ISLAMABAD: The trade deficit in first seven months of the current fiscal year shrank one-tenth to $19.3 billion due to reduction in imports but exports again did not pick up pace despite steep currency depreciation of 33% in the past one year and grant of massive subsidies in the last almost three years.
The trade deficit, which stood at $21.3 billion in July-January FY18, contracted 9.7% to $19.3 billion in the corresponding period of current fiscal year, according to the Pakistan Bureau of Statistics (PBS). In absolute terms, there was a decline of $2.1 billion in the deficit, which was a huge relief for the government.
Imports during the July-January FY19 period dropped 5.2% or $1.8 billion to $32.5 billion.
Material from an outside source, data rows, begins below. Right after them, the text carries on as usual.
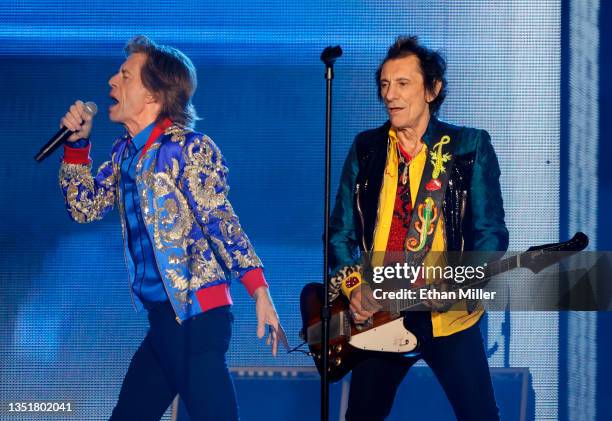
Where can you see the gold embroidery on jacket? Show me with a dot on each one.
(84, 201)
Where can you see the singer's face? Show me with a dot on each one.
(128, 91)
(403, 92)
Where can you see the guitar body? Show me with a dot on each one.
(350, 344)
(390, 333)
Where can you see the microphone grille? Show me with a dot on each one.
(91, 108)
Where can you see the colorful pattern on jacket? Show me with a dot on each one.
(182, 184)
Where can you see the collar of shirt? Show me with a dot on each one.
(141, 138)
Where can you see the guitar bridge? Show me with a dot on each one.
(339, 325)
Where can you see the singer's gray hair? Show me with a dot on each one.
(170, 76)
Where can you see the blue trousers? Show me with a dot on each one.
(188, 359)
(458, 361)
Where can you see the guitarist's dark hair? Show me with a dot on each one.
(433, 66)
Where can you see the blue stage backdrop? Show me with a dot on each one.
(68, 330)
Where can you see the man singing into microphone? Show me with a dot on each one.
(183, 242)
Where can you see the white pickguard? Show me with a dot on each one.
(390, 337)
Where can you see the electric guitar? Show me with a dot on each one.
(386, 331)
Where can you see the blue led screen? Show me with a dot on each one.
(69, 327)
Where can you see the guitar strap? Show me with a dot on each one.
(428, 204)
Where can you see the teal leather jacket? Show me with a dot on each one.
(472, 208)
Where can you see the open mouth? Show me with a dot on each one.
(114, 101)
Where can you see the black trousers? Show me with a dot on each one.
(188, 359)
(459, 363)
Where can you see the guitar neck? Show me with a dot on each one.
(491, 269)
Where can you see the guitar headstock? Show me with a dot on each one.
(537, 258)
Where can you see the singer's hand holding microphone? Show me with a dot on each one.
(75, 125)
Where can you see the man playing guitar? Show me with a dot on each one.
(412, 186)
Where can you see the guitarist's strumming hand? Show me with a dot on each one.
(266, 315)
(363, 304)
(440, 305)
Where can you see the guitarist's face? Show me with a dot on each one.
(403, 91)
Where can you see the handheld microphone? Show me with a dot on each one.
(60, 137)
(330, 54)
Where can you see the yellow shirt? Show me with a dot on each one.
(457, 318)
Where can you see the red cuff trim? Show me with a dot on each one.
(253, 279)
(213, 297)
(77, 155)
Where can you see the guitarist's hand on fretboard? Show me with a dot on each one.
(363, 304)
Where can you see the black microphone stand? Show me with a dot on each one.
(328, 56)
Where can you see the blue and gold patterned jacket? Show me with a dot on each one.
(181, 180)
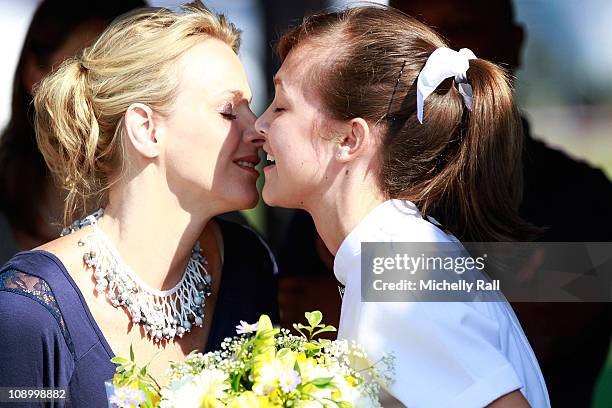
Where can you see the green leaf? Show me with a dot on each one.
(321, 381)
(314, 318)
(298, 328)
(324, 330)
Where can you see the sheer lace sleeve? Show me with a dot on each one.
(38, 290)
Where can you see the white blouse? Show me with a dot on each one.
(447, 354)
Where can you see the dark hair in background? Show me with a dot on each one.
(23, 172)
(463, 167)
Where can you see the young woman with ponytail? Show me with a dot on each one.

However, the pace of increase in exports did not match the facilitation measures that the Pakistan Muslim League-Nawaz (PML-N) as well as the Pakistan Tehreek-e-Insaf (PTI) governments had taken since 2016.
Exports in first seven months of FY19 amounted to only $13.2 billion, up 2.24% or $290 million.
This came despite the fact that the central bank, in consultation with the finance ministry, let the currency depreciate 32.7% since December 2017. The rupee has weakened over 15% since the start of current fiscal year in July 2018.
The PML-N government doled out a Rs180-billion package to the exporters. The PTI administration has also offered an incentive package of over Rs30 billion in the shape of lower gas and electricity prices for export-focused industries. Exports were not picking up momentum due to the lag effect of currency devaluation, remarked Adviser to Prime Minister on Commerce and Investment Abdul Razak Dawood.
He voiced hope that exports would gain pace in the next couple of months once all the policy and administrative measures were fully in place. Dawood said because of the trade war between the US and China, US buyers were shifting towards Vietnam, Bangladesh and Pakistan, which would give a boost to Pakistan’s exports.
Pakistan had closed the last fiscal year with a trade deficit of $37.6 billion, which became the key reason behind the highest-ever current account deficit of $18.9 billion. The PTI government wants to cut the trade deficit to about $26 billion, which seems highly unlikely now.
The value of exported goods was 245% less than the value of imports – a ratio that was slightly better than the previous month.
The trade balance in January 2019 compared to January last year significantly improved, again primarily because of contraction in imports. The trade deficit shrank 31.7% to $2.5 billion in January this year. In absolute terms, there was a reduction of $1.1 billion in the deficit.
On a month-on-month basis, the exports contracted 1.8% in January over the preceding month. Exports decreased $37 million to $2 billion. Imports, however, rose 1.4% to $4.5 billion in January. Resultantly, the trade deficit widened 4.1% to $2.5 billion in January over December.
Exports rise 30% in rupee terms
Speaking at a press conference on Monday, Dawood said the trade deficit had been brought down by $2 billion in first seven months of the current financial year as runaway imports had been squeezed.
“We are hopeful that the deficit will go down by $4-5 billion by the end of current financial year,” he said.
Exports increased 4% in dollar terms in January 2019 compared to the corresponding month of previous year. However, he said, the increase in exports was 30% in rupee terms due to depreciation of the rupee. In January 2019, imports came down 19% in dollars terms and 31.7% in rupee terms, the adviser said.
He pointed out that the government had imposed regulatory duty on non-essential goods and imposed ban on furnace oil imports. “Imports were higher last year due to the import of machinery for power plants; the government’s policy of squeezing imports is yielding results,” he stressed.
The PM adviser said domestic sale of cement had dropped 9% but its exports rose 50%, reaching $180 million in Jul-Jan FY19. Cement was mainly exported to Bangladesh and Sri Lanka. He pointed out that Pakistan was importing edible oil of over $3 billion per annum and the government wanted to curtail it by focusing on sunflower and canola crops in the country.
The adviser, however, emphasised that he was not satisfied with the current volume of exports, adding that textile units had the capacity to enhance shipments to overseas markets. Speaking on the occasion, Commerce Secretary Younus Dagha revealed that the government was focusing on exploring markets of African countries and would open trade offices in big countries of the continent with higher economic growth.
Published in The Express Tribune, February 12th, 2019.